New Perspectives on Italian Captivity in Allied Hands: Women’s Voices and Memory Repositories
«Non credere che solo tu sei prigioniero, lo sono anche io, prigioniera racconto a te, nel tuo rancio, nella tua branda, tutto divido con te, insomma sono prigioniera dell'anima mia
che ti segue attimo per attimo...»
From Vera Campanino's letter to her husband Mario Gazzini, 12 March 1943
The conference will explore Italian captivity by presenting new research on Italian prisoners of war and civilian internees held by the Western Allies between 1940 and 1947. It will place particular emphasis on two underexamined areas. First, it will investigate women’s experiences—both as detainees in foreign lands and as witnesses to Italian captivity. Second, it will examine the memory and memorialization of World War II captivity through the material and cultural production of Italian internees.

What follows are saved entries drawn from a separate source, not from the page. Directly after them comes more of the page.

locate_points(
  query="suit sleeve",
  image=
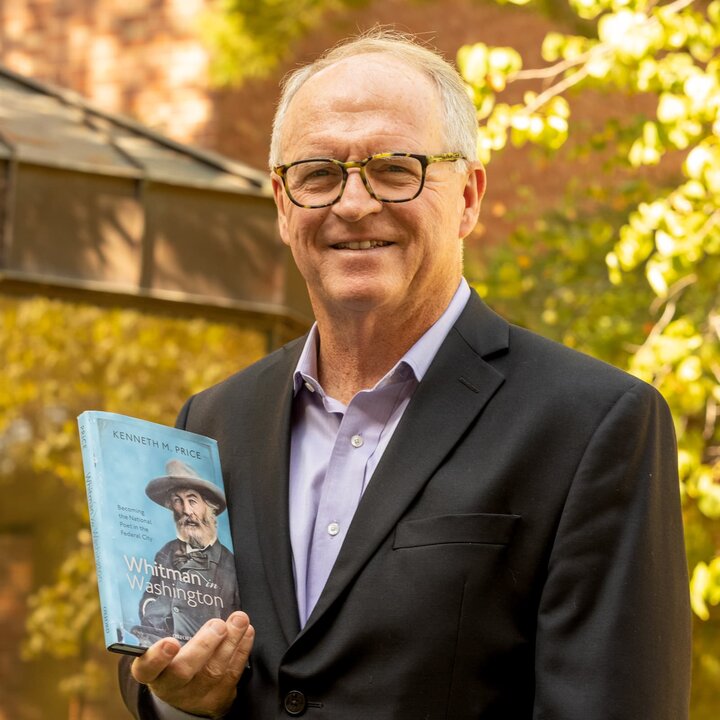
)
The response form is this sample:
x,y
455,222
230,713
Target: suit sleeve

This body of work, now preserved in diverse formats and repositories across the world, offers important insights into how captivity has been recorded, remembered, and interpreted over time.

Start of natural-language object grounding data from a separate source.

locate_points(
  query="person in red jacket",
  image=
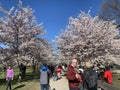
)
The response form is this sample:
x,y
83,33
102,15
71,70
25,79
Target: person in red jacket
x,y
73,75
107,75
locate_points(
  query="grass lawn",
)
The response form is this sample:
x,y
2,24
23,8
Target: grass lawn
x,y
31,81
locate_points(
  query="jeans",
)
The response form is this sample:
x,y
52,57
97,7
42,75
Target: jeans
x,y
8,84
44,86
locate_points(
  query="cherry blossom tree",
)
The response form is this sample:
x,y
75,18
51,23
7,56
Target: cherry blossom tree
x,y
86,38
21,33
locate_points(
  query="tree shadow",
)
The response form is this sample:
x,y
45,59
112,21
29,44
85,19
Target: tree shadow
x,y
19,86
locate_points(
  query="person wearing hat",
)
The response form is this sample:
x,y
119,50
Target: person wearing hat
x,y
9,77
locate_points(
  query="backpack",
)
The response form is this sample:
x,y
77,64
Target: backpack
x,y
91,78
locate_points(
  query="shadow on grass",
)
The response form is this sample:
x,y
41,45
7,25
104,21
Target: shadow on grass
x,y
29,77
19,86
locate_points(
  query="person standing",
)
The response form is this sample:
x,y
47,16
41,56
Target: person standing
x,y
73,75
107,75
9,77
90,77
44,77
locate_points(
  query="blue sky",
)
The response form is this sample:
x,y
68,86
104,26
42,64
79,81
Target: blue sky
x,y
54,14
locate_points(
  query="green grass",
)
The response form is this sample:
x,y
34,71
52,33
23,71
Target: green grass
x,y
31,79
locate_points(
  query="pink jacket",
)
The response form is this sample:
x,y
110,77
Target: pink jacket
x,y
9,73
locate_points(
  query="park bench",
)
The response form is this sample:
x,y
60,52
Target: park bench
x,y
106,86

The conference is part of a week of events devoted to new research on Italian Prisoners of War in Western Allied hands that will start in Venice on Friday, 19 June 2026, and will end with another international conference on “I prigionieri di guerra italiani in mano alleata: Nuovi studi e prospettive / Italian Prisoners of War in Allied Hands: New Research and Approaches” on Friday, 26 June 2026, 9:00 am – 12:00 pm, at the Lombardy Region Council, Palazzo Pirelli, Milan.
Day One
Friday, 19 June 2026
Warwick Venice Center, Palazzo Giustinian Lolin
5:15PM Welcoming Remarks by the Conference Organizers
Bryan Brazeau, University of Warwick, Director of the Warwick Venice Center
Giorgia Alù, University of Sydney
Elena Bellina, New York University
Beatrice Mazzi, Columbia University, Casa Muraro
5:30PM-6:30PM Keynote Address
Guido Bonsaver, University of Oxford
“The Great Proletarian is Moving: Italian POWs within Italy’s Post-Unification Cultural History”
Followed by a Q&A session
Moderator: Bryan Brazeau, University of Warwick
Guido Bonsaver is Professor of Italian Cultural History at the University of Oxford and a Fellow of Pembroke College. Amongst his publications are the monographs: America in Italian Culture: The Rise of a New Model of Modernity (1861-1943) (2023), Mussolini censore (2013); Vita e omicidio di Gaetano Pilati (2010), Censorship and Literature in Fascist Italy (2007); Elio Vittorini (2000); and the co-edited books: with A. Carlucci and M. Reza, Italy and the USA: Cultural Change Through Language and Narrative (2019), with B. Richardson and G. Stellardi, Cultural Reception, Translation and Transformation from Medieval to Modern Italy: Essays in Honour of Martin McLaughlin (2017), and with E. Bond and F. Faloppa, Destination Italy: Representing Migration in Contemporary Media and Narrative (2015).
6:30PM-7:00PM Book Launch
Captivity and Creativity: The Cultural and Material Production of Italian Prisoners in Allied Hands (1940-1947), Fordham University Press, 2026,
with the volume editors, Giorgia Alù and Elena Bellina, in conversation with Guido Bonsaver, Antonio Brescianini (Founder of the Association for the Memory of the Italian Prisoners of Letterkenny, A.M.P.I.L.), and Elisa Longarato (Representative of the Zonderwater Ex-POW Association).
Day Two
Saturday, 20 June 2026
Columbia University, Casa Muraro Center for Venetian Studies
10:15AM Welcoming Remarks
Beatrice Mazzi, Columbia University, Casa Muraro
Giorgia Alù, University of Sydney
Elena Bellina, New York University
Bryan Brazeau, University of Warwick
10:30AM–12:30PM Roundtable One
“Women and Italian Captivity in Allied Hands”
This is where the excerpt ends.